The suite of of technology includes:
- an instructor's desk that adjusts to a sitting or standing position
- a programmable touch-screen control panel for technology
- wired and wireless internet connections from the podium
- a computer projector and screen or large monitors (depending on classroom shape)
- a document camera
- podcasting and audio recording
- lecture capture for audio and PowerPoint
- amplifiers for playing audio and DVDs
The new control switcher, or brain of the system, Levin said, will allow a technician to provide remote assistance in response to an instructor's call for help and make future upgrades easier.
Student Housing
The campus has also been adding beds so it can continue its commitment to guarantee the availability of student housing to new freshmen and transfer students.

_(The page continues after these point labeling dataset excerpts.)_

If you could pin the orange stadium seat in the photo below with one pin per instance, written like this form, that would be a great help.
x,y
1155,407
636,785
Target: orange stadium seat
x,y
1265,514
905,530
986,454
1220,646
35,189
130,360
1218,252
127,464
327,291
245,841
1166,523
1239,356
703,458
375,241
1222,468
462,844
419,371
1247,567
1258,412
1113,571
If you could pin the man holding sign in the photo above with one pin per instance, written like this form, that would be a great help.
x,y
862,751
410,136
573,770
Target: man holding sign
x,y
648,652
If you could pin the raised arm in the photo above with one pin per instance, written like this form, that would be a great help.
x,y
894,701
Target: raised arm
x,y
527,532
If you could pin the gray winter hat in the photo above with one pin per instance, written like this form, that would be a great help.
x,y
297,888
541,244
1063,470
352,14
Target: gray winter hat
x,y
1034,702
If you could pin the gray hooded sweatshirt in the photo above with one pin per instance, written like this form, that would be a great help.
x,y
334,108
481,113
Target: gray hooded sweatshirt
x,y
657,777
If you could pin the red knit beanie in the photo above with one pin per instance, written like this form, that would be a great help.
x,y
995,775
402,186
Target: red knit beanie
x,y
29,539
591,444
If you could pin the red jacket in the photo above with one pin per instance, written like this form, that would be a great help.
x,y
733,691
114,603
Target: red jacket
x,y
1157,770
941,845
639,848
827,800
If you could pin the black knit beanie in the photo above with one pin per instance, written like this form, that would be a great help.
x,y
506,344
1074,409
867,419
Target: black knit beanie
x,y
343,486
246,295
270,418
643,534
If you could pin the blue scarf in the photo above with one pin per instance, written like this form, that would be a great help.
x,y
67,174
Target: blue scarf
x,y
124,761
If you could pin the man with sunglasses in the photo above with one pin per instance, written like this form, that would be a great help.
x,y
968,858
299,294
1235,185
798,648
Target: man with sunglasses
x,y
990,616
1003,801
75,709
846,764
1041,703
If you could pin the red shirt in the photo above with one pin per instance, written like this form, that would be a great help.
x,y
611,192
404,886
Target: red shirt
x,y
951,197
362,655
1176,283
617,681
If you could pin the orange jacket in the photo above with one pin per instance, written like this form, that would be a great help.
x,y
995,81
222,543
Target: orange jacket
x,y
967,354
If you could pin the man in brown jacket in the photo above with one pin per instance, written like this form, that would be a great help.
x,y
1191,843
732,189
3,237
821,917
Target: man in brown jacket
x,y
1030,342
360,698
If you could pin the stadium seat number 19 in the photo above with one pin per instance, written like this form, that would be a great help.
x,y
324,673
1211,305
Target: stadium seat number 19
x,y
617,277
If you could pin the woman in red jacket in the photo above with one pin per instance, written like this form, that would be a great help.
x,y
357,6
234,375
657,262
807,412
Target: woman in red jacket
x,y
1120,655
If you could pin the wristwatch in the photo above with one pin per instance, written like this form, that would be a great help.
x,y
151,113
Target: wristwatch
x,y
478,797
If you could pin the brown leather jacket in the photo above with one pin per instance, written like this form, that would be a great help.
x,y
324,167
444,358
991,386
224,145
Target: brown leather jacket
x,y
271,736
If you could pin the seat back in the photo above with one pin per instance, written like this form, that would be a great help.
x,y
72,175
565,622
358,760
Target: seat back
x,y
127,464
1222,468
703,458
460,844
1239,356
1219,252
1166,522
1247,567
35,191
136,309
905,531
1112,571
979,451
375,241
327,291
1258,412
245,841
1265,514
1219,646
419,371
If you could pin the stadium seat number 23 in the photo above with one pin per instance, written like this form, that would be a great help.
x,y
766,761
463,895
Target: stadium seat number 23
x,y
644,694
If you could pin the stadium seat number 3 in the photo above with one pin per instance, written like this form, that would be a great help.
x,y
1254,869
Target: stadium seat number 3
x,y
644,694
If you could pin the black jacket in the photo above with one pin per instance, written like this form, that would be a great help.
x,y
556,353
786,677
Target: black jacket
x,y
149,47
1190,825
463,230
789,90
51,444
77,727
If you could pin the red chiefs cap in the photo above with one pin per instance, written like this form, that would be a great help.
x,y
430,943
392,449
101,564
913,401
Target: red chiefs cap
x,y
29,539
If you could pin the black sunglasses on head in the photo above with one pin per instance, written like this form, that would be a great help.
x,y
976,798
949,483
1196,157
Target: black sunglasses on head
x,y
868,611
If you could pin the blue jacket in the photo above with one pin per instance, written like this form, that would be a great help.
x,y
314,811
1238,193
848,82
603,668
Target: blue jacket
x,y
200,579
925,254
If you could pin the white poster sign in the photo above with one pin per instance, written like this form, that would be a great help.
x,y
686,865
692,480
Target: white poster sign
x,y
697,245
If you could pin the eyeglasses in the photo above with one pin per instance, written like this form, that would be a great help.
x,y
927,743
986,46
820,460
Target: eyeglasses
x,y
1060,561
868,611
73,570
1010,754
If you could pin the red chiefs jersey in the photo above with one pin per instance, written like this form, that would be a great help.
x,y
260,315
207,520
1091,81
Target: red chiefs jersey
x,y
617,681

Emily Galindo, executive director of Student Housing and associate vide chancellor for Student Affairs, said 100 more residence hall rooms will be converted from doubles to triples.
The availability of residential dining space limits the number of existing rooms that can be tripled, so a lounge adjacent to the Tercero Dining Commons is being converted to dining space with about 180 seats. It increases residential dining space by more than 9 percent.
For transfer students, Student Housing is master leasing about 250 more beds, for a total of 1,200 from on-campus private housing facilities (including The Colleges, Primero Grove and West Village) and apartments in the city.
Next fall, the 266-bed Webster Hall will be closed and demolished to make way for a new 366-bed residence to open for fall 2019. The Tercero 4 residential complex for 506 students opens next fall, and a 500-seat dining hall is being planned for a site west of Giedt Hall for fall 2019.